The second episode, featuring Terry-Thomas playing a straight role for about the only time in his career, is slight. There is an effective build-up of tension as everything starts to go wrong for Glynis Johns as he comes home and a grotesque twist ending that almost verges on EC-esque black humour. Bargain in Death is the most forgettable of the episodes and lacks any atmospheric buildup, while the payoff is unsurprising. This Trickll Kill You is modestly effective and has an intriguing story. The rope effects are good and there is one particularly gruesome effect when a fakir manages to push a knife through his cheek.
The best and longest is the last story Drawn and Quartered, featuring a pre-Doctor Who (1963-89) Tom Baker who gives an alarming performance as the vengeful artist. The episode has an impressive central idea and it is fascinating in watching each victims fate unfold, even if the story does arrive at a predictable ending. The linking story, essentially a rerun of the framework in Dr Terrors House of Horrors (1964), is weak. Douglas Gamley offers a decent score.
Amicuss other horror films are: Dr Terrors House of Horrors (1964), Torture Garden (1967), The House That Dripped Blood (1970), Asylum (1972), Tales from the Crypt (1972) and From Beyond the Grave (1973).

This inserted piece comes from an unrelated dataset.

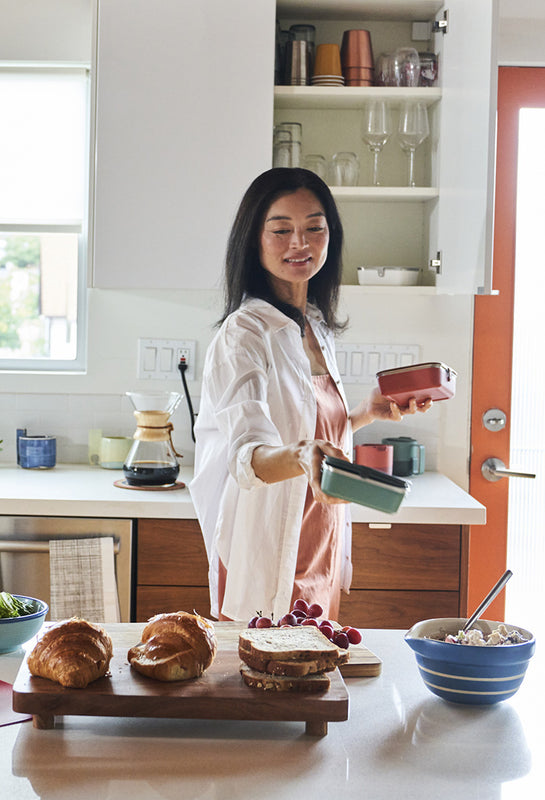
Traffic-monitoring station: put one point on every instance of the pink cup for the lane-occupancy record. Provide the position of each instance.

Roy Ward Baker became one of the prominent directors to rise in the latter decade of the Anglo-horror industry. Elsewhere, Baker made Quatermass and the Pit/Five Million Years to Earth (1967), Moon Zero Two (1969), The Vampire Lovers (1970), Scars of Dracula (1971), Dr Jekyll and Sister Hyde (1971) and Legend of the 7 Golden Vampires (1974) at Hammer; Asylum (1972) and ... And Now the Screaming Starts! (1973) at Amicus; and the post-Amicus The Monster Club (1980).